Un día como hoy, en 1750, el virrey Manso de Velasco recibió a un sacerdote quien le informó que, en el confesionario, se había enterado del plan de un grupo de indios y mestizos del Cercado para ingresar de noche al palacio, asaltar a sus guardias y asesinarlo a él y a los altos funcionarios. Los indios planeaban, a continuación, masacrar a los blancos de la ciudad (como sucedió 40 años después en Haití), para unirse después a las fuerzas de Juan Santos Atahualpa y restablecer el gobierno inca.
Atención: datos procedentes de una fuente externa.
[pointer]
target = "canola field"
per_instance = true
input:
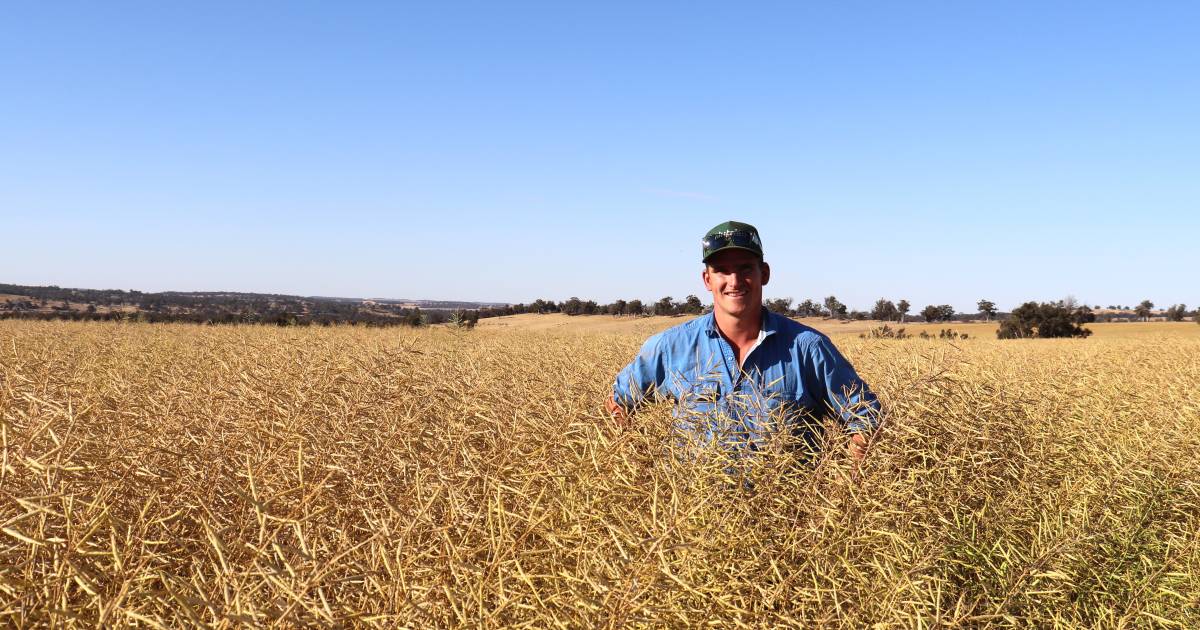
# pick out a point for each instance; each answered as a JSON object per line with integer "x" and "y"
{"x": 179, "y": 475}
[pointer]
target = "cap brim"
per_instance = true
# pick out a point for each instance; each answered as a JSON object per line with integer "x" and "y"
{"x": 727, "y": 247}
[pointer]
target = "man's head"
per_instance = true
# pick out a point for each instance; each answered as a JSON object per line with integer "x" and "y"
{"x": 735, "y": 271}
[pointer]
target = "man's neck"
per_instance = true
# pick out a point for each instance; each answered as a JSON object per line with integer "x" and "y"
{"x": 741, "y": 331}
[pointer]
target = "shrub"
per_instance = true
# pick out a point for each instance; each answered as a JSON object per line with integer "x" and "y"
{"x": 1045, "y": 319}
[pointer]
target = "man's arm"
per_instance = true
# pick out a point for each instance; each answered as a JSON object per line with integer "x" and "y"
{"x": 847, "y": 395}
{"x": 642, "y": 378}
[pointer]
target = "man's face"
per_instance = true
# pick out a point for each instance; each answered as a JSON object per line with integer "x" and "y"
{"x": 736, "y": 279}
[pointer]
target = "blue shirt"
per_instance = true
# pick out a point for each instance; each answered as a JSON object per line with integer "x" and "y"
{"x": 790, "y": 381}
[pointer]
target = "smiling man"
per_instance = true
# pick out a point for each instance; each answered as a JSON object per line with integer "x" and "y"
{"x": 743, "y": 375}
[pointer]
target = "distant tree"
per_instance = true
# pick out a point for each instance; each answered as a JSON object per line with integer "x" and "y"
{"x": 987, "y": 309}
{"x": 937, "y": 313}
{"x": 780, "y": 305}
{"x": 461, "y": 318}
{"x": 1049, "y": 319}
{"x": 834, "y": 307}
{"x": 415, "y": 318}
{"x": 808, "y": 309}
{"x": 573, "y": 306}
{"x": 1144, "y": 310}
{"x": 885, "y": 310}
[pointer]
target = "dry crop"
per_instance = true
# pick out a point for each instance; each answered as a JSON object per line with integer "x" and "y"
{"x": 168, "y": 475}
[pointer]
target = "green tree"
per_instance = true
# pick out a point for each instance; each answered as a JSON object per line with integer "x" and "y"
{"x": 808, "y": 309}
{"x": 987, "y": 309}
{"x": 1048, "y": 319}
{"x": 571, "y": 306}
{"x": 885, "y": 310}
{"x": 834, "y": 307}
{"x": 780, "y": 305}
{"x": 1144, "y": 310}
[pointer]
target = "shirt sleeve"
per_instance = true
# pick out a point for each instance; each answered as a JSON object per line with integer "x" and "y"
{"x": 643, "y": 378}
{"x": 847, "y": 395}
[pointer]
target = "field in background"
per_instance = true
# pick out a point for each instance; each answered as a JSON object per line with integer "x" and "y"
{"x": 179, "y": 475}
{"x": 648, "y": 325}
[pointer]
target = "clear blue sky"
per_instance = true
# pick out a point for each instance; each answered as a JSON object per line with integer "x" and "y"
{"x": 936, "y": 151}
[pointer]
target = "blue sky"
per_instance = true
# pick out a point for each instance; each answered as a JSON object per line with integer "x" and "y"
{"x": 936, "y": 151}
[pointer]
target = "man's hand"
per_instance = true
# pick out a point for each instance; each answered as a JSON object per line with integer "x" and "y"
{"x": 858, "y": 445}
{"x": 617, "y": 412}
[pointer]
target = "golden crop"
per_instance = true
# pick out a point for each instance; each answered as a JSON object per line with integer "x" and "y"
{"x": 169, "y": 475}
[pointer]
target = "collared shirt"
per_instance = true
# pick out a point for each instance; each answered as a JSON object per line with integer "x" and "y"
{"x": 791, "y": 377}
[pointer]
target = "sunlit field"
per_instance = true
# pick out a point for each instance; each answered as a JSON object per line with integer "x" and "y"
{"x": 168, "y": 475}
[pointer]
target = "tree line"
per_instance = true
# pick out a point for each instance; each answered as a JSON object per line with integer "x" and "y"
{"x": 221, "y": 307}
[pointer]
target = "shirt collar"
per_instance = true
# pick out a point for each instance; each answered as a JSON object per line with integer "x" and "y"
{"x": 769, "y": 324}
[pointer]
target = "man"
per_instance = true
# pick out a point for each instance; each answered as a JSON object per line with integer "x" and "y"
{"x": 743, "y": 367}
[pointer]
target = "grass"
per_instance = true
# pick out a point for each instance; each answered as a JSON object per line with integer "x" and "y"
{"x": 171, "y": 475}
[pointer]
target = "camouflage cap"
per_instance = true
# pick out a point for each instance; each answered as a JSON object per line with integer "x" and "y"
{"x": 731, "y": 235}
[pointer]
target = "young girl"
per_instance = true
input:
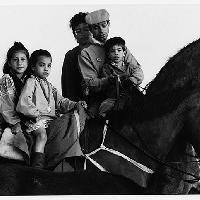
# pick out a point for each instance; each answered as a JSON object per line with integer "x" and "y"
{"x": 15, "y": 73}
{"x": 115, "y": 68}
{"x": 40, "y": 102}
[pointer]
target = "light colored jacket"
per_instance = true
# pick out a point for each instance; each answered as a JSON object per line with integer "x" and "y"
{"x": 8, "y": 100}
{"x": 32, "y": 101}
{"x": 91, "y": 60}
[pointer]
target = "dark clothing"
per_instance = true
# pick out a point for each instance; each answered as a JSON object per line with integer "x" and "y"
{"x": 71, "y": 77}
{"x": 128, "y": 71}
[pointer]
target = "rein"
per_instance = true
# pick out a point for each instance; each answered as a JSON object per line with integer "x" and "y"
{"x": 150, "y": 155}
{"x": 153, "y": 157}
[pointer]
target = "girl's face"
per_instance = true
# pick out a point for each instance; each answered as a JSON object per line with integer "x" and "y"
{"x": 116, "y": 54}
{"x": 19, "y": 63}
{"x": 42, "y": 67}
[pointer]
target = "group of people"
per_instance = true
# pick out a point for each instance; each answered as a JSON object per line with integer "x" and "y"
{"x": 31, "y": 107}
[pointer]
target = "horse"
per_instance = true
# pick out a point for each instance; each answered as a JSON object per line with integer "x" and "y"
{"x": 157, "y": 129}
{"x": 140, "y": 146}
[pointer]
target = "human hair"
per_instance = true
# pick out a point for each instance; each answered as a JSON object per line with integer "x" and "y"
{"x": 18, "y": 46}
{"x": 76, "y": 20}
{"x": 34, "y": 56}
{"x": 114, "y": 41}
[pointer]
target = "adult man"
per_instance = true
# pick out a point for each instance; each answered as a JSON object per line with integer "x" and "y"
{"x": 71, "y": 78}
{"x": 92, "y": 57}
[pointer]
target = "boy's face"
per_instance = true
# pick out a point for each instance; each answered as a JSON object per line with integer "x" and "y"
{"x": 116, "y": 54}
{"x": 19, "y": 62}
{"x": 82, "y": 33}
{"x": 100, "y": 31}
{"x": 42, "y": 67}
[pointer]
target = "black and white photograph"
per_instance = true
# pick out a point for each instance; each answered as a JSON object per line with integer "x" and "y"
{"x": 99, "y": 98}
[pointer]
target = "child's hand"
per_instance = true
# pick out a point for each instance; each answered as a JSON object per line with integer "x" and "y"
{"x": 83, "y": 104}
{"x": 16, "y": 128}
{"x": 79, "y": 104}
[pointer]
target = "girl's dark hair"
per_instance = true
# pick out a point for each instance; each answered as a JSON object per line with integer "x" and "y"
{"x": 18, "y": 46}
{"x": 34, "y": 56}
{"x": 76, "y": 20}
{"x": 114, "y": 41}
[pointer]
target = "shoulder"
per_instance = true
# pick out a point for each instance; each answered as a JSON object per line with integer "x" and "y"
{"x": 7, "y": 84}
{"x": 6, "y": 81}
{"x": 73, "y": 51}
{"x": 91, "y": 48}
{"x": 54, "y": 89}
{"x": 32, "y": 80}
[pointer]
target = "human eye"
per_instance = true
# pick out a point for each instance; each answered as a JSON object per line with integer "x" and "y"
{"x": 77, "y": 31}
{"x": 104, "y": 24}
{"x": 95, "y": 27}
{"x": 14, "y": 59}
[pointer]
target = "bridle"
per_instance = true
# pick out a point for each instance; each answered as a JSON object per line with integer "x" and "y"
{"x": 147, "y": 149}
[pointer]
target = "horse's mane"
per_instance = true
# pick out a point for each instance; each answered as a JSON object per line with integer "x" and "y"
{"x": 180, "y": 70}
{"x": 177, "y": 80}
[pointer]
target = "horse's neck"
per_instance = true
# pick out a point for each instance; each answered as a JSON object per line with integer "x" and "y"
{"x": 155, "y": 132}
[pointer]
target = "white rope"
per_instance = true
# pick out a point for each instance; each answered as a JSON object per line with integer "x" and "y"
{"x": 96, "y": 164}
{"x": 77, "y": 122}
{"x": 102, "y": 147}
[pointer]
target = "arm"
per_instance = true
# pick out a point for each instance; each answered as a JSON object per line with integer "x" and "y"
{"x": 25, "y": 104}
{"x": 137, "y": 74}
{"x": 7, "y": 101}
{"x": 63, "y": 105}
{"x": 90, "y": 75}
{"x": 67, "y": 70}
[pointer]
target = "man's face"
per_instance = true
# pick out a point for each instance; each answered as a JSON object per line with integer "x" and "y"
{"x": 100, "y": 31}
{"x": 82, "y": 33}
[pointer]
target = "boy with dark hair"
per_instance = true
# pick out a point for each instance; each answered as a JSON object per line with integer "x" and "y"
{"x": 92, "y": 58}
{"x": 116, "y": 67}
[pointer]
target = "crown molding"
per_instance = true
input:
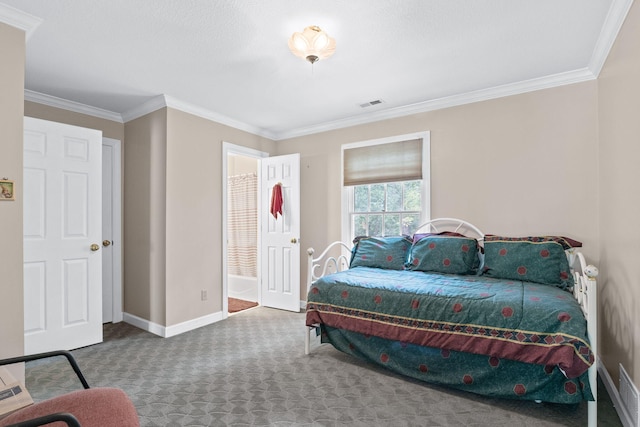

Advertido el virrey, infiltró un espía entre los conspiradores gracias al cual en pocos días supo que la rebelión sería el 29 de setiembre, fiesta de San Miguel, y que participarían en ella unas 2.000 personas. El 26 de junio Manso mandó detener a los conspiradores y a los principales negros de las cofradías, seis de los cuales, luego de haber sido sometidos a tortura, fueron ejecutados en la plaza mayor el 22 de julio y muchos más, enviados a las prisiones de Chile.
El virrey pensó en amnistiar al resto de conjurados, pero uno de ellos, Francisco García Jiménez, escapó a Huarochirí, juntándose allí con otros que asesinaron a 14 españoles y cortaron el camino por donde pasaba gran parte importante del comercio de Lima con la sierra. Ante el temor que la revuelta se extendiera a otras regiones, el virrey envió un batallón de 400 hombres al mando del marqués de Monterrico que, en menos de un mes, sofocó la revuelta y nuevos cabecillas fueron ejecutados.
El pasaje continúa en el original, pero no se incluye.